Das Novigrader Meer / Novigradsko More – Foto: U.Karlowski
Erst die neuen Schlagzeilen und öffentlicher Druck nötigten die Regierung zum Handeln. Zwischenzeitlich hatten Umweltorganisationen eine Petition an das Umweltministerium gestartet. Sie forderten die Regierung zum schnellen Handeln auf, um weitere Verschmutzungen zu verhindern.

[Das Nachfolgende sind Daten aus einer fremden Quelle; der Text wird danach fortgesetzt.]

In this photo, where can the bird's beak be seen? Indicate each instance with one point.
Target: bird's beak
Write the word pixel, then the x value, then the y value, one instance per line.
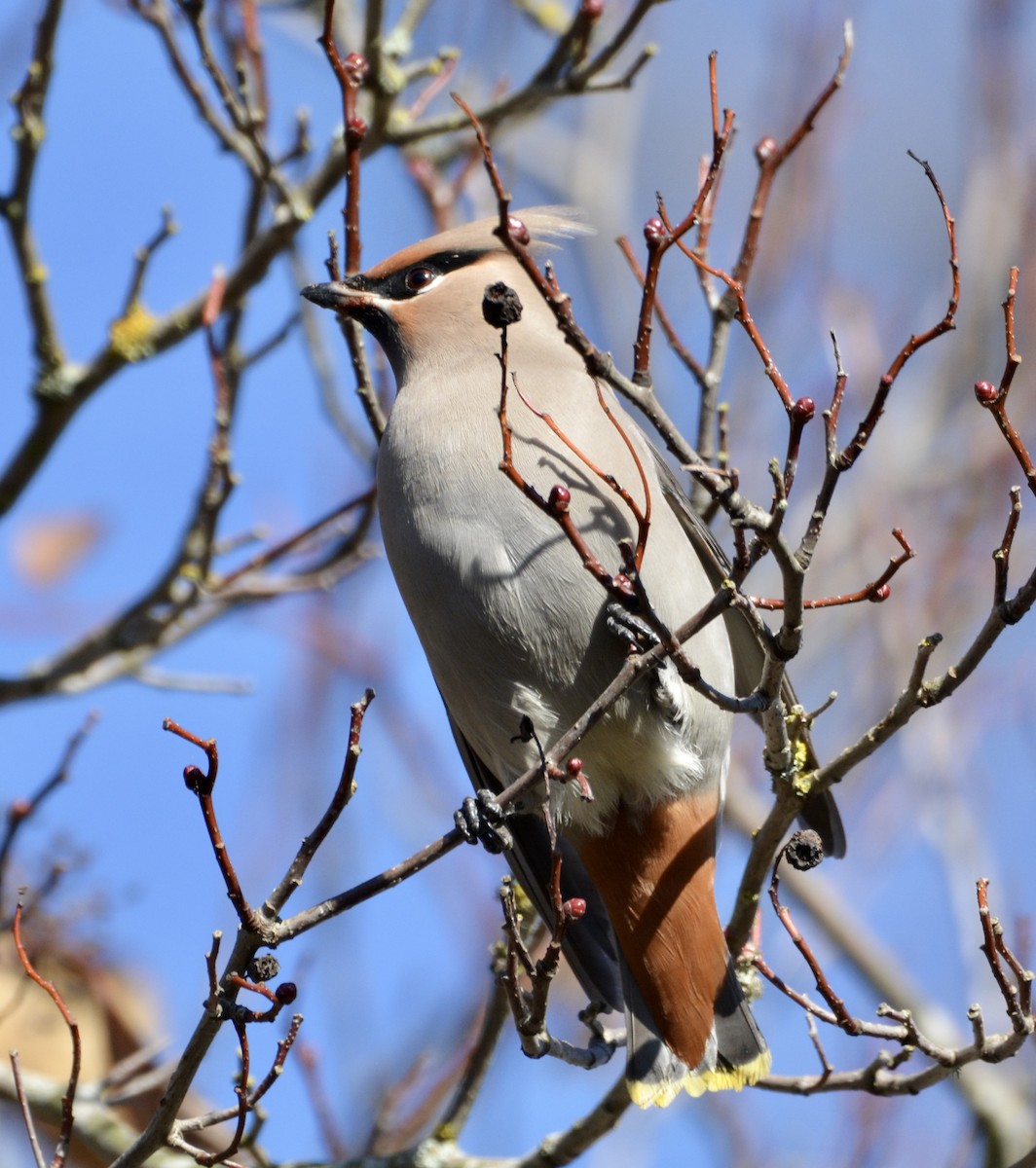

Am 03. Januar 2020 dann begann man mit ersten Maßnahmen. So sollten Barrikaden verhindern, dass die Umweltgifte weiter in den Fluss gelangen. Säuberungsarbeiten im Schilf fanden nach Informationen der kroatischen Nachrichtenplattform morski.hr vom 13. Februar 2020 in einem ca. 5000 Quadratmeter großen Uferbereich flussabwärts von Obrovac statt.
Keine langfristigen Schäden – meint das Umweltministerium
Des Weiteren seien vom Institut für Gesundheitswesen vor Beginn der Schutzmaßnahmen an fünf Stellen Wasserproben entnommen worden. Da keine Grenzwerte überschritten wurden, seien langfristige Auswirkungen auf Flora und Fauna der Zrmanja und des Novigrader Meeres nicht zu befürchten, hieß es vonseiten des kroatischen Umweltministeriums.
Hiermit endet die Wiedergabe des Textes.